Nein. Wer die US-Politik der zurückliegenden Jahre verfolgt hat, konnte feststellen, dass die „Liberals“ sich stets als vehemente Gegner des Privatwaffenbesitzes und Kritiker des Zweiten Verfassungszusatzes (der das Recht auf privaten Waffenbesitz garantiert) positioniert haben. Biden wird mit einem derartigen Vorstoß das Land noch tiefer spalten als es die Demokraten in den letzten vier Jahren ohnehin bereits getan haben. In den republikanisch dominierten Bundesstaaten (also in der Hälfte der Vereinigten Staaten) gilt mehrheitlich, was der einstige Vorsitzende der NRA (National Rifle Association), der Schauspieler Charlton Heston, einmal so auf den Punkt gebracht hat: „Nur aus meinen toten Händen!“ [nehmt Ihr mir meine Waffe]. Wenn Biden also ernsthafte Anstalten macht, rechtschaffene Bürger zu entwaffnen, riskiert er Unruhen, um nicht zu sagen bürgerkriegsähnliche Zustände.

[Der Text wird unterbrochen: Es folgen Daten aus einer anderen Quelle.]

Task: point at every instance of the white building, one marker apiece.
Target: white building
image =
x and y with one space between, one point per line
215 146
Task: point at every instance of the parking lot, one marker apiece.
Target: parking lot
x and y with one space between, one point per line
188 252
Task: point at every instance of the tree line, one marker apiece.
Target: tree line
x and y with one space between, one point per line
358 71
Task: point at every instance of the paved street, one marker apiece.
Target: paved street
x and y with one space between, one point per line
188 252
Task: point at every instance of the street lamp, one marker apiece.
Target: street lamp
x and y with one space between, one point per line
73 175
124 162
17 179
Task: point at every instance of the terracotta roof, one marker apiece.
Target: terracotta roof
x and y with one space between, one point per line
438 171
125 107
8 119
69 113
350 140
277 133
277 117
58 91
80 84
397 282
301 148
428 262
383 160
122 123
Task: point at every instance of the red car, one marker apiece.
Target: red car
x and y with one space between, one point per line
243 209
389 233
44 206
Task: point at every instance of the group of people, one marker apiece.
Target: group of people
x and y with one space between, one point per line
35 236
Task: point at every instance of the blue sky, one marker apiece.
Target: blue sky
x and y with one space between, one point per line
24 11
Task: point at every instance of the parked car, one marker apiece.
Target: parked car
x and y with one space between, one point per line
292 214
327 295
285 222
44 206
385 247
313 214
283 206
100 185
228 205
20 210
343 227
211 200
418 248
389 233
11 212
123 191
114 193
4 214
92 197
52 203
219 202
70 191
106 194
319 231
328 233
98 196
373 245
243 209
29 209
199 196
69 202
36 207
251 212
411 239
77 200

Warum sind Regierungen so erpicht darauf, dass Bürger keine Waffen besitzen?
Im gleichen Maße, in dem Regierungen es lieber mit einfältigen Wählern zu tun haben, die ihre gottgleich-genialen Aktivitäten kritiklos hinnehmen, sind sie auch an der möglichst weitgehenden Wehrlosigkeit ihrer Untertanen interessiert. Freie, selbstbewußte Bürger waren und sind stets bewaffnet und damit wehrhaft. Zu Steuersklaven degradierte Untertanen dagegen sind es nicht. Dass die Politnomenklatura ihre Polizeikräfte zur selben Zeit mit immer mehr militärischem Gerät aufrüstet, in der sie ihren Untertanen den legalen Waffenbesitz immer weiter erschwert oder gar verunmöglicht, ist ein beunruhigendes Faktum. Man stelle sich bitte die Frage, was damit am Ende bezweckt werden soll! Fürchtet die Regierung den wehrhaften Bürger – und – wenn ja, warum? Und wozu benötigt die Polizei gepanzerte Fahrzeuge, die mit vollautomatischen Waffen ausgerüstet sind?

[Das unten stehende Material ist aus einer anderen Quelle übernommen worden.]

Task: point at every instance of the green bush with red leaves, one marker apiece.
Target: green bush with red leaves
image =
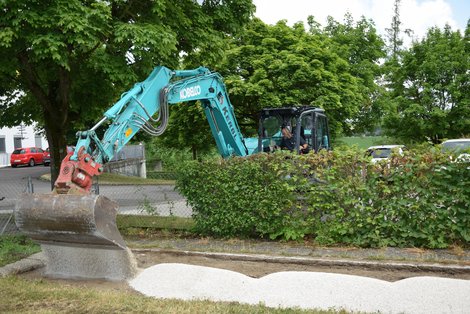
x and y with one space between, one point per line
421 199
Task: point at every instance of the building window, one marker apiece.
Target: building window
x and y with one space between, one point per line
3 148
37 140
17 142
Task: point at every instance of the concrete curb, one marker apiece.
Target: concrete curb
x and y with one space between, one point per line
385 265
38 260
32 262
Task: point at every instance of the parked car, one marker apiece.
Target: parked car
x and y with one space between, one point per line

Viele Menschen werden der Politik instinktiv zustimmen zu Verschärfung von Waffengesetzen. Was sagen Sie jemandem in einer Diskussion, in der es um Waffengesetze geht?
Das Problem ist, dass jedermann in irgendeiner Hinsicht einer Minderheit angehört. Sei es als Unternehmer, als Besitzer eines Einfamilienhauses, als Sportflieger oder Motorradfahrer, oder eben als Waffenbesitzer. Wesen der Demokratie ist es, die Rechte von Minderheiten durch die Mehrheit definieren zu lassen. Die Frage etwa, ob man „die Reichen“ noch höher besteuern sollte, würde in Deutschland und Österreich jederzeit von einer satten Bürgermehrheit bejaht werden. Sagt ein solches Mehrheitsvotum aber etwas über dessen Sinn und Berechtigung aus?

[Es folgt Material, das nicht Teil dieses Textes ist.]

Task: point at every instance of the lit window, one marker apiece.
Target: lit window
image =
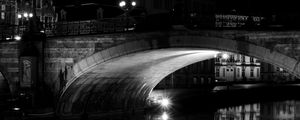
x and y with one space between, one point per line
238 72
38 3
2 15
217 72
3 7
223 72
252 72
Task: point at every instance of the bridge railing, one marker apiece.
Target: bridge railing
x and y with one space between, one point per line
89 27
69 28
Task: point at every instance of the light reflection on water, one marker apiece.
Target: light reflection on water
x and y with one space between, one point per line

Es ist kein Problem, Mehrheitswünsche gegen die Interessen von Minderheiten durchzusetzen. Bei den Waffengesetzen geschieht das seit vielen Jahrzehnten. Die Sicherheitslage hat sich dadurch aber interessanterweise um kein bisschen verbessert – ganz im Gegenteil. Die Gefahr, einer Bluttat zum Opfer zu fallen, hängt nämlich nicht von den Waffengesetzen ab, da als Tatmittel meist keine Schusswaffen, sondern Messer, diverse Werkzeuge oder illegal beschaffte Feuerwaffen eingesetzt werden. Verschärfte Waffengesetze wirken ähnlich, als ob man nüchterne Autofahrer am Betrieb ihrer Fahrzeuge hindern wollte, weil Alkoholiker Unfälle verursachen.
Im Herbst vergangenen Jahres ist in Texas bei einer Geburtstagsfeier eines dreijährigen Jungen einem Gast die Pistole aus der Tasche gerutscht. Der Junge hat sich mit der Pistole aus Versehen in die Brust geschossen und verstarb. Wie kann man solche Tragödien verhindern, wenn immer mehr Menschen Waffen tragen dürfen?
So traurig es ist: vermutlich niemals. Der verantwortungsvolle Umgang mit Waffen ist – wie der vernünftige Einsatz von Kraftfahrzeugen – eine Frage von Mentalität und Charakter. Es wäre eine glatte Selbsttäuschung, zu glauben, allein mit legistischen Maßnahmen wären Unfälle, Gewalttaten oder Tragödien wie die von Ihnen genannte zu verhindern. Das Leben ist lebensgefährlich und der Mißbrauch einer Sache ist kein Grund, deren rechten Gebrauch einzuschränken oder zu verbieten.
In Österreich verlangt der Gesetzgeber neben einem Nachweis für die Befähigung zum sachgerechten Umgang mit Schusswaffen seit Jahren die Vorlage eines psychologischen Gutachtens, ehe er eine Waffenbesitzkarte ausstellt (die zum Erwerb und Besitz von bis zu zwei Kurzwaffen oder halbautomatischen Langwaffen berechtigt). Ein Einfluss auf die Zahl der Schusswaffendelikte oder – Unfälle ist bis dato nicht nachweisbar. Deren Zahl war im Verhältnis zu mit anderen Tatmitteln begangenen Gewaltverbrechen nämlich auch vorher schon vernachlässigbar gering.
Gibt es überhaupt eine Korrelation zwischen liberalen Waffengesetzen und Mordraten oder Amokläufen?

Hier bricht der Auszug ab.